Do you have to kiss goodbye to all that content?
Does everything we produce have to go public?
My thoughts are that it doesn’t always need to be public to be valuable. Which means you need to ensure your leadership gets that too!
Customers need to feel comfortable with what you’re going to do with their story. Remember that even with the best laid plans, and pitching to their people the benefit of working on a project to celebrate them together, things can go wonky.
What to do if a customer says you can’t use the content – all is not lost!
Always, always, always explore permissions with customers. Internal learning for your sales and customer success teams is as valuable as public content.

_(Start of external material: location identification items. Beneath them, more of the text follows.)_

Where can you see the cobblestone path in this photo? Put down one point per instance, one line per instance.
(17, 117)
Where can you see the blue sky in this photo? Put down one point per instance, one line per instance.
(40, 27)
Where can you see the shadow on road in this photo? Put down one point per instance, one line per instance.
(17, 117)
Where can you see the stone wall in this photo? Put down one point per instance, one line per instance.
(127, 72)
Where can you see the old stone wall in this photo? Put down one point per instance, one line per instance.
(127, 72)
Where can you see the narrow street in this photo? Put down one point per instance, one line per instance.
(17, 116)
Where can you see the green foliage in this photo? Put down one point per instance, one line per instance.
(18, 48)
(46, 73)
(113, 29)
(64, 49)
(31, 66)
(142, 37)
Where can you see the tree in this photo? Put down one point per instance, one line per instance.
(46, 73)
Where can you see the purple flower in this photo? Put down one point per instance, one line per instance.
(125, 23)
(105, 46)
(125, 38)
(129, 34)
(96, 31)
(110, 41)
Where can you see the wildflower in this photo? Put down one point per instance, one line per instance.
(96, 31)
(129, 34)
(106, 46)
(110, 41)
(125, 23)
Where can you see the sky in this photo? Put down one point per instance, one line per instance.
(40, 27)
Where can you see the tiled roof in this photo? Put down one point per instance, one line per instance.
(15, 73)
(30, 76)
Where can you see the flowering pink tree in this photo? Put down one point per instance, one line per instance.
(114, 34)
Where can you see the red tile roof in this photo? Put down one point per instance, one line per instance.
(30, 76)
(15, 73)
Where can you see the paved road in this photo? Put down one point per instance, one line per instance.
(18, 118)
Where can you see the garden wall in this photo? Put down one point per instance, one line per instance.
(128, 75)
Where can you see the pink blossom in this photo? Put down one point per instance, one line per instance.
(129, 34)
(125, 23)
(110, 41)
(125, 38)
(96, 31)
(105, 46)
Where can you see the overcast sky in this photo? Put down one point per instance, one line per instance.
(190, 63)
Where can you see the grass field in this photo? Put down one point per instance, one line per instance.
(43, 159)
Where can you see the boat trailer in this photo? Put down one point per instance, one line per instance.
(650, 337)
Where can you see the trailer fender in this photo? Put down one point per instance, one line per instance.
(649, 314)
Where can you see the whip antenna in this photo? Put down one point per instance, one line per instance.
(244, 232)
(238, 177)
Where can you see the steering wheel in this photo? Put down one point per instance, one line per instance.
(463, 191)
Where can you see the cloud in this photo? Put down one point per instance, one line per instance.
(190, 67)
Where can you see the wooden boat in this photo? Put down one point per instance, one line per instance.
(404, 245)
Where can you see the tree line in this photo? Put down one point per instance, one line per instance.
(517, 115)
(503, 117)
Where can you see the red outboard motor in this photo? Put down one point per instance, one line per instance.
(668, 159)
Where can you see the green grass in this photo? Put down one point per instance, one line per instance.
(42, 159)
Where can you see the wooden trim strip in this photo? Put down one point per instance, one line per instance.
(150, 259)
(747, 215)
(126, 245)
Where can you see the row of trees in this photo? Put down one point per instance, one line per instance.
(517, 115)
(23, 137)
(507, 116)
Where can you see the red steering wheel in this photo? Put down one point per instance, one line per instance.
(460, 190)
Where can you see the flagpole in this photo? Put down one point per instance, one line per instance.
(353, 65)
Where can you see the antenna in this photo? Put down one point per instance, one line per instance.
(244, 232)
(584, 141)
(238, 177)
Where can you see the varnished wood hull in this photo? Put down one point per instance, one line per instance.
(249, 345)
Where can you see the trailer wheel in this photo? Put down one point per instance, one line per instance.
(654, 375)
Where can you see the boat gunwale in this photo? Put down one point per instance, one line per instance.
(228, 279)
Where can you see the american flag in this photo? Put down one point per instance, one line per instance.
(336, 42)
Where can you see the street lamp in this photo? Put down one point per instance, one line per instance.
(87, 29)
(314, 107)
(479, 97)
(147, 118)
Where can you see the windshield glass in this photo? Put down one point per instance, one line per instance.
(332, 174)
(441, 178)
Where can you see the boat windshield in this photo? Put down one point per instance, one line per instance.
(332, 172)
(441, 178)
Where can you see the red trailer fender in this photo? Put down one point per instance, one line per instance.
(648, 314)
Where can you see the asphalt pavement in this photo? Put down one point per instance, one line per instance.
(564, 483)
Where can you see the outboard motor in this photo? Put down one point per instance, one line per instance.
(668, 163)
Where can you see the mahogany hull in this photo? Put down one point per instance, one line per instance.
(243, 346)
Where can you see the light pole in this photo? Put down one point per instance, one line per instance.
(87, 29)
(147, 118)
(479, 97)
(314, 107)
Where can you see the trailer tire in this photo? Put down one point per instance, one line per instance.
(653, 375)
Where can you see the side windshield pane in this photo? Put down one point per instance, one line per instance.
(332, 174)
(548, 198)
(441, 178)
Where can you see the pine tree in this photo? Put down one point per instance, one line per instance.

There is some ridiculous stat that says that people retain 65-70% of information you tell them, if you tell them a captivating story. I don’t know where that stat comes from, BUT it rings true for me, think about the best ghost story or romantic encounter story you’ve ever been told. You can probably near enough re-tell that story verbatim because of the way it was told!
Explore permissions with the customer
If a customer at the last hurdle says they are sorry, but the red tape is too much, then always check to see if you can share the story internally with your teams. 9 out of 10 are going to say yes, because it’s an anecdotal story that exists in the ether, but this is incredibly powerful for selling and retention. You as the advocacy person need to take that story and embed it within your internal teams. A newsletter highlighting this isn’t going to work, go and tell the story to the team!
Neil Patel has four tips for ensuring you get proper permission from the outset of asking for testimonials. In particular don’t lift testimonials from review websites… not without asking first.
Don’t panic if they say no
My last piece of advice is not to panic when you feel those shutters coming down, internal learning is so valuable. Don’t take that for granted and empower people within your organisations to be storytellers too.